Wavefront-guided LASIK was introduced in 2001, which offered more predictable and improved excimer laser beam delivery. Given that the predicted and postoperative outcomes are so close, some or much of the statistical differences between them are statistical noise, so it’s clear that the procedure is becoming extremely precise. Iris registration for astigmatic improvement arrived next, improving not only astigmatic alignment, but also registration of higher order aberrations. Further, improvements in iris registration, cyclotorsion, laser calibration and stability, and very high resolution wavefront sensing have all taken place. Simply put, we are now approaching the limits of accuracy with excimer laser based corneal ablation.
However, another option has emerged. There has, for decades, been a desire to perform intrastromal corneal refractive surgery to effect corneal curvature change – a single femtosecond laser can be used for flap creation and refractive lenticule extraction (RELEX). Small lenticule extraction (SMILE) evolved from RELEX, and has become a clinically effective and widely performed procedure.
Some surgeons have started to see great benefits with this technique, but we have to judge this against the state-of-the-art LASIK benchmark. SMILE, in its current implementation, is a very interesting procedure and the subject of intense investigation. But there is a significant learning curve for new surgeons and those unfamiliar with the current VisuMax femtosecond laser. I have very experienced, highly capable colleagues at Moorfields who first used the VisuMax to perform SMILE without prior experience of creating LASIK flaps with the system. They found good outcomes difficult to master.
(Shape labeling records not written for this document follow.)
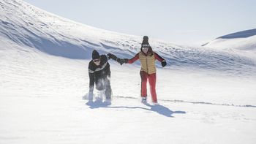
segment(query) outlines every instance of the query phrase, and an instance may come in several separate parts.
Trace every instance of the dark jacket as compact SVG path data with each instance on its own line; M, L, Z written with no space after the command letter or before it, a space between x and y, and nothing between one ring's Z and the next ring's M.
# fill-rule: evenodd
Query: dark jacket
M108 77L110 77L110 64L108 62L106 55L100 56L100 64L97 66L93 60L89 62L88 71L90 78L90 91L93 91L94 83L97 85L99 80L105 80Z

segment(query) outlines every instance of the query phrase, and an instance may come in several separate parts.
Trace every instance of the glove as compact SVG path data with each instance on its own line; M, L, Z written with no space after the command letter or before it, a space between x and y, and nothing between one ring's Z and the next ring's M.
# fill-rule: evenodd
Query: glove
M120 63L121 65L122 65L124 63L127 64L128 63L128 58L120 59L119 63Z
M111 58L111 59L113 59L115 61L116 61L116 59L117 59L117 57L112 53L108 53L108 59Z
M165 67L166 66L166 61L165 59L164 59L162 62L161 62L162 67Z

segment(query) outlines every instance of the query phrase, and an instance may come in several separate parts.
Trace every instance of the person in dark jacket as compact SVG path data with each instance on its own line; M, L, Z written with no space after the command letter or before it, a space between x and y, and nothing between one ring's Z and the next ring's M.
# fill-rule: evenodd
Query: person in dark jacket
M92 52L92 60L89 62L88 71L90 78L89 92L88 95L89 100L93 99L94 88L98 91L104 91L105 100L111 101L112 89L110 86L110 69L108 60L109 56L99 55L99 53L94 50ZM115 61L119 62L120 58L116 56L112 56Z
M152 102L154 104L157 104L157 97L156 93L157 69L155 61L158 60L159 61L160 61L162 67L165 67L167 64L163 58L162 58L157 53L153 51L152 48L148 43L148 37L147 36L143 37L140 51L138 53L137 53L131 59L122 58L120 59L118 61L121 64L123 64L124 63L132 64L138 59L140 60L141 65L140 74L141 78L140 94L142 97L142 102L146 102L146 86L147 81L148 80Z

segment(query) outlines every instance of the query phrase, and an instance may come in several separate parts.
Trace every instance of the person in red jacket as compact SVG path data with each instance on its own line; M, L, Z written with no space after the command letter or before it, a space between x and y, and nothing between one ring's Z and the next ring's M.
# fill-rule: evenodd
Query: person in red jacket
M111 57L111 53L108 54ZM141 77L141 92L142 102L147 102L147 82L148 80L150 85L150 92L151 94L152 102L157 104L157 97L156 93L156 81L157 81L157 69L155 61L157 59L161 62L162 67L166 66L165 60L154 52L152 48L148 43L148 37L143 37L143 40L141 44L140 51L137 53L132 58L123 58L120 60L120 64L132 64L137 60L140 61L140 77Z

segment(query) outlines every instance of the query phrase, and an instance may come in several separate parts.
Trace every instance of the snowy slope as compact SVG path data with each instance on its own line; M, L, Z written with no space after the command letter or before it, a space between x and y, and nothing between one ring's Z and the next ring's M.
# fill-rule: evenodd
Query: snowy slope
M0 37L18 45L36 48L53 56L79 59L91 58L93 49L102 53L111 52L123 58L132 58L140 50L142 36L118 34L78 23L22 1L2 1L0 4L3 10L0 15ZM173 67L232 73L255 72L255 61L247 55L182 47L153 39L149 41L154 50Z
M91 50L132 57L142 37L77 23L22 1L0 6L0 143L256 143L252 55L150 39L169 62L157 68L159 105L150 94L148 104L140 102L138 65L111 60L113 102L91 103L83 97Z
M205 47L256 51L256 29L250 29L225 35L207 43Z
SMILE advocates argue that patients can return to their daily activities quickly due to the small incision nature of the procedure. But LASIK patients can return to work (or even visit the gym) the next day and have better early recovery of vision compared to SMILE patients.
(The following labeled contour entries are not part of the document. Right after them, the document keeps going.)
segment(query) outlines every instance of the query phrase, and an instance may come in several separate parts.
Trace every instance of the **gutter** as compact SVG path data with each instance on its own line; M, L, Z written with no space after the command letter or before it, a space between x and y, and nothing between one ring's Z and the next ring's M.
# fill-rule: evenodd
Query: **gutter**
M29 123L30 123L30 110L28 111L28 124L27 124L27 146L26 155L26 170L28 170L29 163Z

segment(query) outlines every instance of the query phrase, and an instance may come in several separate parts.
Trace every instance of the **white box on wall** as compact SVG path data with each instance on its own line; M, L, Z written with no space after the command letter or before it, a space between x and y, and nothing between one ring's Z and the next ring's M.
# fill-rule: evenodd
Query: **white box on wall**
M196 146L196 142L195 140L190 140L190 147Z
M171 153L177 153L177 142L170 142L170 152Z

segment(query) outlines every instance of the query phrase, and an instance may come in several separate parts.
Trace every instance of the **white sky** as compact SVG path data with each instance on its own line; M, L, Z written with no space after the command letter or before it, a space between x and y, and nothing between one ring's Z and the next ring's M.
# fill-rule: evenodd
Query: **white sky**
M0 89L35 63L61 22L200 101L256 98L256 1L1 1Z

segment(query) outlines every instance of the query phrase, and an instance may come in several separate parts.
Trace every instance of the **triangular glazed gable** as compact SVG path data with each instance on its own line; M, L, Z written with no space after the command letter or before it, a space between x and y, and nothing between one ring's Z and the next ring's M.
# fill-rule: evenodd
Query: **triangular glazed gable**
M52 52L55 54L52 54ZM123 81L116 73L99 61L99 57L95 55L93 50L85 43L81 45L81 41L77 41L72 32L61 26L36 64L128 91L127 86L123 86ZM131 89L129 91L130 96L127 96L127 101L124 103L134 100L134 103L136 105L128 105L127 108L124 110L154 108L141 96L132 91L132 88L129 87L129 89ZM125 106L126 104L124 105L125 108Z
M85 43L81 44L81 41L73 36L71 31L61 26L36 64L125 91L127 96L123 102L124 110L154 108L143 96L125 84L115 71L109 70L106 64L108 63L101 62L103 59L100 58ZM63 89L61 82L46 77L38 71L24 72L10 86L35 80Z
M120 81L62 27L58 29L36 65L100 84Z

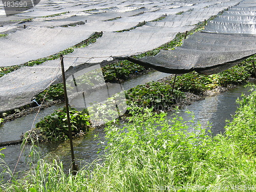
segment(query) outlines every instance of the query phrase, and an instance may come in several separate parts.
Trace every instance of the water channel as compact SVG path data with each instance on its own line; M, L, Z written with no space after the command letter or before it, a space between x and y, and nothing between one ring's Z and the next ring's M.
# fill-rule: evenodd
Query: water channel
M169 75L152 71L125 81L122 84L124 89L127 90L138 84L144 84L151 80L156 81L168 75ZM215 96L206 97L204 100L195 102L181 109L179 115L183 117L184 120L188 119L188 115L185 112L189 110L194 113L196 120L199 121L203 127L206 127L209 122L211 124L213 134L223 132L226 120L231 120L231 115L235 114L238 106L236 100L243 93L248 95L249 89L249 88L240 86L230 91L218 94ZM34 124L33 122L35 113L29 114L0 125L0 142L19 139L22 133L30 130L32 126L34 126L33 124L38 122L41 118L52 113L55 110L62 108L63 105L63 103L58 104L42 110ZM95 138L95 135L98 135L97 139ZM84 136L74 139L75 156L76 159L79 160L78 161L79 163L84 164L97 158L99 150L103 149L103 146L98 144L101 140L104 142L104 136L103 130L94 130ZM20 155L20 146L16 145L6 147L1 152L5 155L5 160L11 170L13 170ZM28 145L26 148L28 149L29 147L30 146ZM58 155L60 160L63 161L64 166L68 170L71 161L68 141L41 143L38 147L42 157L49 154ZM25 156L22 155L17 170L20 170L27 167L26 162Z

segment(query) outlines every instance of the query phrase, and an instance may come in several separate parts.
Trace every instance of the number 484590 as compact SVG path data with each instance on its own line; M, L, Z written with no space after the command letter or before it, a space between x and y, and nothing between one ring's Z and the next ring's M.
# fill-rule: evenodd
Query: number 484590
M24 7L27 5L26 2L4 2L3 3L4 6L8 7Z

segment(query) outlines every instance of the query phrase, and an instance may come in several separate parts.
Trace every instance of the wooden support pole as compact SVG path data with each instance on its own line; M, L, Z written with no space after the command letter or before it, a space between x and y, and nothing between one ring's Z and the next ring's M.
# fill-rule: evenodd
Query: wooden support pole
M172 95L174 95L174 85L175 84L175 80L176 80L177 74L175 74L175 76L174 77L174 83L173 84L173 89L172 90Z
M60 55L60 64L61 65L61 72L62 74L63 88L64 89L64 95L65 97L66 108L67 111L67 118L68 120L68 126L69 127L69 137L70 143L70 150L71 151L71 158L72 160L72 170L73 175L76 175L78 170L77 165L75 162L75 155L74 155L74 148L73 147L72 132L71 130L71 124L70 123L70 116L69 108L69 100L67 94L67 87L66 84L65 71L64 70L64 63L63 61L63 55Z
M184 39L186 39L186 38L187 38L187 31L186 31L186 33L185 33L185 37L184 37Z
M255 68L255 61L254 60L252 61L252 67L253 67L254 70L255 77L256 78L256 68Z

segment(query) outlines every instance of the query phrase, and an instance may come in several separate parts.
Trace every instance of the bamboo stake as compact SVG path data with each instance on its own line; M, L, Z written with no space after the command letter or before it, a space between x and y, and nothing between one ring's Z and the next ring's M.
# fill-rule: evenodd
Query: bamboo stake
M63 55L60 55L60 64L61 65L61 72L62 74L63 88L64 89L64 95L65 97L66 108L67 111L67 118L68 119L68 125L69 127L69 137L70 142L70 150L71 151L71 158L72 160L72 170L73 175L76 175L78 171L77 165L76 165L75 162L75 155L74 155L74 148L73 147L72 140L72 132L71 131L71 124L70 123L70 116L69 108L69 100L68 98L68 94L67 94L67 87L66 84L65 72L64 71L64 63L63 62Z
M255 68L255 62L254 62L254 61L252 61L252 66L253 67L253 69L254 70L255 77L256 77L256 68Z

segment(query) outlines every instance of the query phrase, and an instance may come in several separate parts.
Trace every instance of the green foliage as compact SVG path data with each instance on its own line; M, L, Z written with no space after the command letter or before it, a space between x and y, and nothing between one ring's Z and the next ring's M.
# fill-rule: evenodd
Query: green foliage
M60 100L65 100L63 83L58 83L51 86L49 89L46 89L36 96L37 101L42 101L45 96L45 100L48 101Z
M240 119L234 121L250 121L246 126L255 123L254 118L248 119L251 113L246 113L246 110L255 112L255 92L240 100L242 108L251 106L242 109L246 115L237 115ZM148 109L129 110L133 115L127 123L105 128L103 162L82 167L73 176L64 172L62 162L44 158L20 180L0 181L0 188L18 192L32 188L38 192L255 191L256 157L244 147L248 140L255 148L251 137L255 134L255 124L248 129L227 129L226 136L212 137L193 116L184 121ZM237 137L244 128L247 129L241 134L244 137Z
M175 88L183 91L200 93L207 89L210 83L206 76L193 72L177 77Z
M226 87L230 84L245 83L250 77L254 75L252 62L255 57L254 55L240 64L217 74L201 75L193 71L178 76L175 82L175 89L182 91L200 93L218 86Z
M252 92L237 100L240 107L233 120L226 126L226 134L239 144L243 152L256 155L256 86L251 85Z
M1 152L1 151L2 151L3 150L5 150L5 149L6 149L6 148L0 148L0 152ZM4 154L2 154L2 153L0 153L0 158L4 158L4 157L5 157L5 155L4 155Z
M247 66L235 66L232 68L219 74L219 83L220 86L227 87L228 84L244 83L251 76L252 71L248 72Z
M87 132L90 127L89 117L84 112L70 109L70 122L73 135L80 132ZM44 117L36 124L36 127L48 140L66 140L69 136L69 129L66 109L55 111Z
M150 82L138 85L126 91L128 104L132 103L141 107L154 108L156 111L167 110L184 98L180 91L174 90L170 86L159 82Z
When considering procedure options it’s important to consider risk versus benefit. When performing LASIK or SMILE, the potential complications include ectasia, diffuse lamellar keratitis, epithelial ingrowth, and decentration – but SMILE also brings the risk of a unique, novel complication of incomplete lenticule removal.
One potential benefit of SMILE is that it might have a biomechanical advantage over LASIK. Right now, we simply don’t know, as we don’t have true biomechanical measurement of corneal strength. There is an instrument in development for clinical use which will soon provide the answer, Intelon’s Brillouin optical scanner system (BOSS), but until then, any possible biomechanical advantage, disadvantage, or equivalence between the different procedures is unproven.
SMILE will get better as the VisuMax system improves. Better centration, cyclotorsional tracking, improved laser delivery with a cleaner lenticule interface, improvements in the surgical technique for lenticule extraction, and even custom lenticule shaping should be on the horizon. But today, SMILE does not appear to provide better long-term visual and refractive outcomes compared to wavefront-guided LASIK and does not provide faster visual recovery. Moreover, LASIK offers better control of higher-order aberrations than SMILE in its current iteration. Wavefront-guided LASIK remains at the forefront, and that’s why it has been and remains at the present time – my procedure of choice.
Julian Stevens is a Consultant Ophthalmic Surgeon, Moorfields Eye Hospital, London, UK.